Hydropower proponents wanted the region to be developed with as many as 28 proposed dams. However, the Chinese government has only signed on to one dam, which is considered a run-of-the-river dam and is not expected to disrupt downriver flows.
India has long been concerned about these possible dams, particularly the massive project at Motuo on the river’s great bend, which was proposed by China’s state-owned hydropower company, Sinohydro. This project was expected to be larger than China’s Three Gorges Dam.
India wants to use the "excess" water from the Brahmaputra in the northeast to boost irrigation activities in areas above the Ganges and below the Himalayan ranges, as part of its large-scale river interlinking project, Federal Minister of State for Water Resources Vincent H. Pala said earlier this month.
The Brahmaputra’s great bend is highly coveted for power generation, because it naturally falls over 1,000 meters, which could supply enough energy to reduce coal consumption by 100 million tons, according to Zhang Boting, deputy secretary-general of the Chinese Society of Hydropower Engineers.

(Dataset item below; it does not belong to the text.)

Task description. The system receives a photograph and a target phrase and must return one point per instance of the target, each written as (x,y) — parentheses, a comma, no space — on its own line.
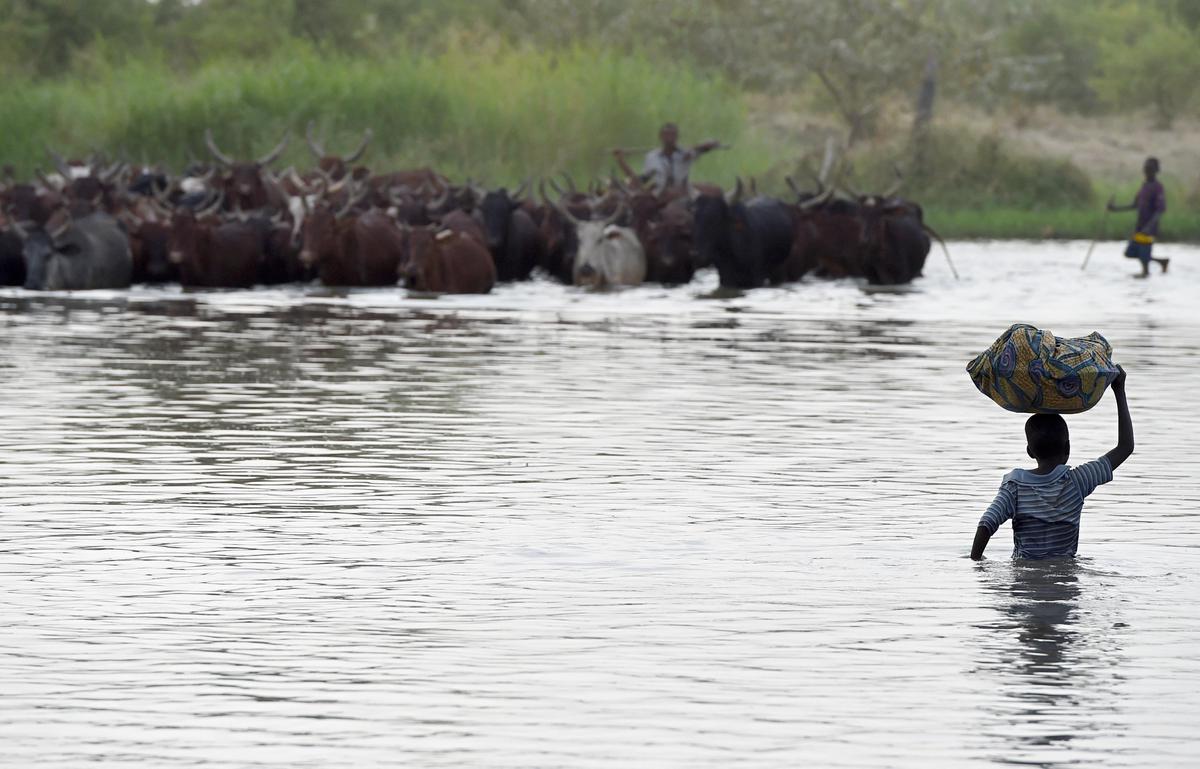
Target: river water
(550,528)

The Chinese announcement comes just a week after Indian Prime Minister Manmohan Singh and Chinese Prime Minister Wen Jiabao discussed trans-boundary water issues at a meeting on the sidelines of the United Nations Conference on Sustainable Development in Rio de Janeiro last week.
As a result, Indian Foreign Secretary Ranjan Mathai said the Chinese government had agreed to establish an information transfer mechanism on shared rivers.
"The [Indian] prime minister said that we would like this to continue so that there is a greater confidence in our country. The Chinese agreed, and in fact they said they would agree to strengthen the communication with the Indian side on this issue as well as on the trade issue,'' The Times of India quoted Mathai as saying.
Although the two nations do not have a water-sharing treaty, an agreement to exchange information and keep communication open on trans-boundary issues was developed several weeks ago in a meeting in Beijing. Wen had first suggested it on a December 2010 trip to India, Mathai explained.
Earlier this month, both sides agreed to continue talks in July to address India’s concerns about water levels in the Brahmaputra River, which starts in China and flows through India on its way to a Bangladeshi delta. India’s External Affairs Minister S.M. Krishna and his Chinese counterpart, Yang Jeichi, also discussed these issues on the sidelines of the Shanghai Cooperation Organization’s summit in Beijing the first week of June.
“Krishna observed that the relationship is going on (more) smoothly than before and Yang agreed with it,” Indian officials were quoted by local Chinese sources as saying.
Yang acknowledged “some minor differences” between the countries’ policy ideas, but said he was sure these could easily be resolved with no ill effects on their working relationship.